Defendants appeal the order granting plaintiffs a

preliminary injunction compelling the disclosure of unemployment

hearings information. Defendants contend that the interlocutory -2- order is immediately appealable because it involves a

substantial right. Furthermore, they allege that the trial

court erred in entering the preliminary injunction because

plaintiffs are unable to show a likelihood of success on the

merits because federal law prohibits the disclosure of the

unemployment appeals hearing notices. In contrast, plaintiffs

argue that the appeal should be dismissed not only because it is

moot but also because it is interlocutory and does not affect a

substantial right.

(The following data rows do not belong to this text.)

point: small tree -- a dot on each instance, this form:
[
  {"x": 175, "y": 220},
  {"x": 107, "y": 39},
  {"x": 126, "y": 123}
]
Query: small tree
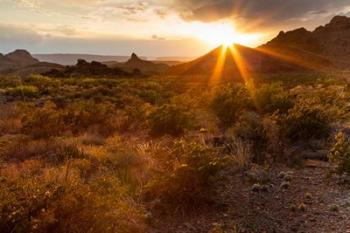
[{"x": 228, "y": 103}]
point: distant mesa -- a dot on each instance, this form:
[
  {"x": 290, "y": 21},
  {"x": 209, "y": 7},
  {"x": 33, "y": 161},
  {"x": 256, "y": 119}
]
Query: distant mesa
[
  {"x": 90, "y": 69},
  {"x": 325, "y": 48},
  {"x": 22, "y": 57},
  {"x": 71, "y": 59},
  {"x": 144, "y": 66},
  {"x": 20, "y": 62},
  {"x": 253, "y": 60},
  {"x": 330, "y": 42}
]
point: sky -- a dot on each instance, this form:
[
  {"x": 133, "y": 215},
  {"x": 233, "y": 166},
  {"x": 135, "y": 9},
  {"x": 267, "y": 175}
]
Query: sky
[{"x": 154, "y": 28}]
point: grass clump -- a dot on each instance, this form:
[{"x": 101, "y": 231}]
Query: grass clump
[
  {"x": 339, "y": 154},
  {"x": 170, "y": 119}
]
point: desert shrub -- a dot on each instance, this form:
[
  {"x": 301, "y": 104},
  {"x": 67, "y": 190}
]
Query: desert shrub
[
  {"x": 272, "y": 97},
  {"x": 229, "y": 102},
  {"x": 82, "y": 115},
  {"x": 339, "y": 154},
  {"x": 47, "y": 204},
  {"x": 54, "y": 151},
  {"x": 23, "y": 91},
  {"x": 124, "y": 162},
  {"x": 136, "y": 114},
  {"x": 150, "y": 96},
  {"x": 43, "y": 122},
  {"x": 306, "y": 120},
  {"x": 10, "y": 122},
  {"x": 250, "y": 129},
  {"x": 171, "y": 119},
  {"x": 191, "y": 178}
]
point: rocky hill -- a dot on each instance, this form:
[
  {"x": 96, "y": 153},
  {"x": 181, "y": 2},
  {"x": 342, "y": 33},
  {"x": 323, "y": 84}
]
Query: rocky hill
[
  {"x": 93, "y": 69},
  {"x": 331, "y": 42},
  {"x": 21, "y": 62},
  {"x": 253, "y": 60},
  {"x": 144, "y": 66}
]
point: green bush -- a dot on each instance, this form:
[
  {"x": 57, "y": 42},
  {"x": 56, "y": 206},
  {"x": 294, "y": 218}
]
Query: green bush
[
  {"x": 43, "y": 122},
  {"x": 306, "y": 120},
  {"x": 272, "y": 97},
  {"x": 251, "y": 130},
  {"x": 192, "y": 177},
  {"x": 229, "y": 102},
  {"x": 82, "y": 115},
  {"x": 44, "y": 204},
  {"x": 170, "y": 119},
  {"x": 339, "y": 154}
]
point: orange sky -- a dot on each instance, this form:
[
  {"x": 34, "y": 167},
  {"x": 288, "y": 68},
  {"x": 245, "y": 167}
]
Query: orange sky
[{"x": 185, "y": 28}]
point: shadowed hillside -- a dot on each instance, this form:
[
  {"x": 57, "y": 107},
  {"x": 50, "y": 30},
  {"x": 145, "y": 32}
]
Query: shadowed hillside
[
  {"x": 331, "y": 41},
  {"x": 253, "y": 60},
  {"x": 144, "y": 66},
  {"x": 21, "y": 62}
]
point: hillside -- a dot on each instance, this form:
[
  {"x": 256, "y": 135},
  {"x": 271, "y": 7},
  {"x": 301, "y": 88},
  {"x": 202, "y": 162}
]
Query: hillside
[
  {"x": 253, "y": 60},
  {"x": 137, "y": 63},
  {"x": 21, "y": 62},
  {"x": 331, "y": 42},
  {"x": 71, "y": 59},
  {"x": 84, "y": 68}
]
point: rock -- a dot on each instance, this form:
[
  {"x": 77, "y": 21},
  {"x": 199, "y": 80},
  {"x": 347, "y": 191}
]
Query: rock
[
  {"x": 285, "y": 185},
  {"x": 308, "y": 196},
  {"x": 256, "y": 188},
  {"x": 302, "y": 207},
  {"x": 334, "y": 208},
  {"x": 258, "y": 175}
]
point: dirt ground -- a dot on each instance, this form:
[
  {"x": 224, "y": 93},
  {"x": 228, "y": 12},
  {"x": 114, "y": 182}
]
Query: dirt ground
[{"x": 293, "y": 200}]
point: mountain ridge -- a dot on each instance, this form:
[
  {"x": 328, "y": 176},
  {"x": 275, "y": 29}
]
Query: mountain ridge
[{"x": 331, "y": 41}]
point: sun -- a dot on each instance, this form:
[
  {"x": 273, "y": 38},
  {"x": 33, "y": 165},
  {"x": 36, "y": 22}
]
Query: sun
[{"x": 216, "y": 34}]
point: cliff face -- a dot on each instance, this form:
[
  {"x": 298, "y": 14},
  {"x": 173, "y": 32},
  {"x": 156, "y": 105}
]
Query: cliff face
[{"x": 331, "y": 41}]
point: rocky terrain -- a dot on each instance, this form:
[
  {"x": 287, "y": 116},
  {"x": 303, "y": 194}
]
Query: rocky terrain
[
  {"x": 144, "y": 66},
  {"x": 331, "y": 41},
  {"x": 21, "y": 62},
  {"x": 93, "y": 69}
]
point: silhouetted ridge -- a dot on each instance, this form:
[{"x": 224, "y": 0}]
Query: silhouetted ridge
[
  {"x": 330, "y": 42},
  {"x": 20, "y": 62},
  {"x": 84, "y": 68},
  {"x": 22, "y": 57},
  {"x": 136, "y": 64}
]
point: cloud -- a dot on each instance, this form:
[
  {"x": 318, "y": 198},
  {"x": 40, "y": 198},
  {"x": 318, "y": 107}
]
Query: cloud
[
  {"x": 270, "y": 11},
  {"x": 13, "y": 37}
]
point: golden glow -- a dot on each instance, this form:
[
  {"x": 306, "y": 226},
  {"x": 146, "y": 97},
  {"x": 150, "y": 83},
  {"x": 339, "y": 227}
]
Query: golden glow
[
  {"x": 222, "y": 34},
  {"x": 219, "y": 67}
]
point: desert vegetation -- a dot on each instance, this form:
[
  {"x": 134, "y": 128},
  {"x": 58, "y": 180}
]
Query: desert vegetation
[{"x": 87, "y": 154}]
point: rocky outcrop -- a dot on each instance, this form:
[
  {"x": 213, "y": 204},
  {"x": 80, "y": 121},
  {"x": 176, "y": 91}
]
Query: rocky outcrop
[
  {"x": 93, "y": 69},
  {"x": 135, "y": 63},
  {"x": 253, "y": 60},
  {"x": 21, "y": 62},
  {"x": 21, "y": 57},
  {"x": 331, "y": 42}
]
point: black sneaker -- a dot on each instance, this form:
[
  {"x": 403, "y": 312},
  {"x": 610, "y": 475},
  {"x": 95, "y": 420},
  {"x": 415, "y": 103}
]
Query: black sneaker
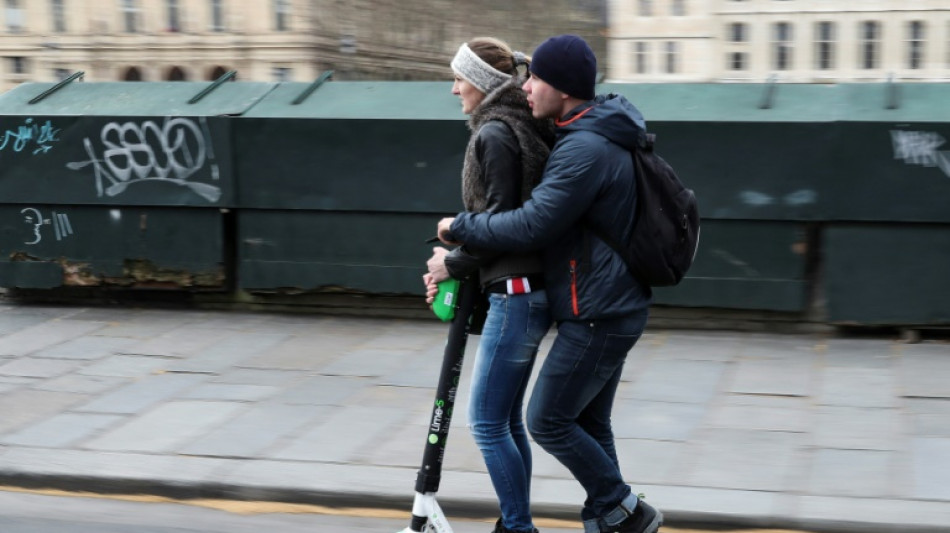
[{"x": 645, "y": 519}]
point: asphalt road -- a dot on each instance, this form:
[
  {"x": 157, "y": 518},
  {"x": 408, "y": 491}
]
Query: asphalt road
[{"x": 58, "y": 512}]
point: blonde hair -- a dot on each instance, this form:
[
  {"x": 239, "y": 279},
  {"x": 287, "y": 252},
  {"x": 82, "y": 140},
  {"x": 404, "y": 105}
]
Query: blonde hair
[{"x": 498, "y": 54}]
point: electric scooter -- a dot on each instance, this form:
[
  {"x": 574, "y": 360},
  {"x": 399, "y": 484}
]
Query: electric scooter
[{"x": 427, "y": 516}]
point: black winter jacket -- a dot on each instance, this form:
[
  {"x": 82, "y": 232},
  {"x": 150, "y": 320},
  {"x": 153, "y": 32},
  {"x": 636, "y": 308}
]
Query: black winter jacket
[
  {"x": 588, "y": 181},
  {"x": 503, "y": 162}
]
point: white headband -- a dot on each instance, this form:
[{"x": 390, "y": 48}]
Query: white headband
[{"x": 474, "y": 70}]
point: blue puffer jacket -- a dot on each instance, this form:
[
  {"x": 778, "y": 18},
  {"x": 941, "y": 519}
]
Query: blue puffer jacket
[{"x": 588, "y": 181}]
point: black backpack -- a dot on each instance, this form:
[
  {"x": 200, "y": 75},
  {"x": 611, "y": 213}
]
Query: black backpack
[{"x": 666, "y": 231}]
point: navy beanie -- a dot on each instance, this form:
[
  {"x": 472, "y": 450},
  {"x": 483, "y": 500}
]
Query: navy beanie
[{"x": 566, "y": 63}]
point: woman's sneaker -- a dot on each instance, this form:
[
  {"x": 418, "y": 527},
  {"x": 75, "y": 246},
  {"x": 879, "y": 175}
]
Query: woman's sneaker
[
  {"x": 645, "y": 519},
  {"x": 499, "y": 528}
]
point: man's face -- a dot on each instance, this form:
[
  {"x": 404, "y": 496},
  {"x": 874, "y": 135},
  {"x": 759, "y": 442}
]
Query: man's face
[{"x": 545, "y": 100}]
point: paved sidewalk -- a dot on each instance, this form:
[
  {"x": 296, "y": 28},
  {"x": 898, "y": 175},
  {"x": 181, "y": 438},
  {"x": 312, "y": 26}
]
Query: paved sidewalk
[{"x": 790, "y": 431}]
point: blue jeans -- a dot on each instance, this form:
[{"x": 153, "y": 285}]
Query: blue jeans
[
  {"x": 570, "y": 408},
  {"x": 509, "y": 345}
]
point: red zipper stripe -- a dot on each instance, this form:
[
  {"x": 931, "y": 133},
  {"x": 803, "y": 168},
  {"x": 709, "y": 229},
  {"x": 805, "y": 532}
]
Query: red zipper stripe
[{"x": 577, "y": 311}]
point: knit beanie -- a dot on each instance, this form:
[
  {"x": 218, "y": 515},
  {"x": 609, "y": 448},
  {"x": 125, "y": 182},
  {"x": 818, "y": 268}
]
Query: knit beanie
[{"x": 566, "y": 63}]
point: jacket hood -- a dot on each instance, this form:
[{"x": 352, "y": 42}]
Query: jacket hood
[{"x": 612, "y": 116}]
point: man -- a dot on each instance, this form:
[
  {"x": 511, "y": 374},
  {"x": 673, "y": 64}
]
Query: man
[{"x": 599, "y": 307}]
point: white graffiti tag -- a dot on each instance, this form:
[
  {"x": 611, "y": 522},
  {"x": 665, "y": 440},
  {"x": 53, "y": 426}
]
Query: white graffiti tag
[
  {"x": 133, "y": 153},
  {"x": 59, "y": 221},
  {"x": 920, "y": 148}
]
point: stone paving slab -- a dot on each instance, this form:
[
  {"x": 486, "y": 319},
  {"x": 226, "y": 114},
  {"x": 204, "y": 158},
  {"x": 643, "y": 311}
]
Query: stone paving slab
[{"x": 759, "y": 430}]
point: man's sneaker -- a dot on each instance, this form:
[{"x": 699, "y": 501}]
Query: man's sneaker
[{"x": 645, "y": 519}]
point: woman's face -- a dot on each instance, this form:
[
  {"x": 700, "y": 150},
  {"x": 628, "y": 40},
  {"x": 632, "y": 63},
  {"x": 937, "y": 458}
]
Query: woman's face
[{"x": 469, "y": 95}]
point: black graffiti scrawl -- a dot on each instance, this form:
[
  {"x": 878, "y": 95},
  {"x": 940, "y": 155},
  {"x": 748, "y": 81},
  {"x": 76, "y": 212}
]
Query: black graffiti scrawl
[{"x": 172, "y": 151}]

In the alternative, plaintiffs contend that

the order should be affirmed because it was decided correctly

under the law in effect at the time of the hearing.

After careful review, we vacate the order and remand for

the trial court to enter additional findings and conclusions not

inconsistent with this opinion.

Factual and Procedural Background

This appeal involves the North Carolina Division of

Employment Security’s (“DES’s”) decision to terminate its

practice of providing third parties, specifically plaintiffs

Monica Wilson (“Ms. Wilson”) and her law firm Wilson Law Group

PLLC (“WLG”) (collectively, Ms. Wilson and WLG are referred to

as “plaintiffs”), with daily access to appeals hearing notices

about unemployment claimants (the “hearing notices”). The -3- hearing notices listed all scheduled hearings set before DES

appeals referees and hearing officers and provided various

information about each claimant, including, among other things,

the claimant’s name, address, phone number, information about

her termination, and the last four digits of her social security

number. Since 2004, Ms. Wilson and several other attorneys

received daily hearing notices from DES in exchange for a

monthly fee of $300. Ms. Wilson picked her copy up daily via

courier from DES because the notices provided only 14 days

notice of the scheduled hearings.

On 26 February 2014, in addition to the day’s hearing

notices, DES sent Ms. Wilson an undated letter stating:

Due to security concerns, the process of entering [DES] through the back door of our building near the mail room and outside our security guards [sic] knowledge will no longer be allowed after February 28th. I understand the process of allowing attorneys to pick up appeals hearing notices was established by a former DES General Counsel years ago, but for the safety of our employees and constituents, this will end.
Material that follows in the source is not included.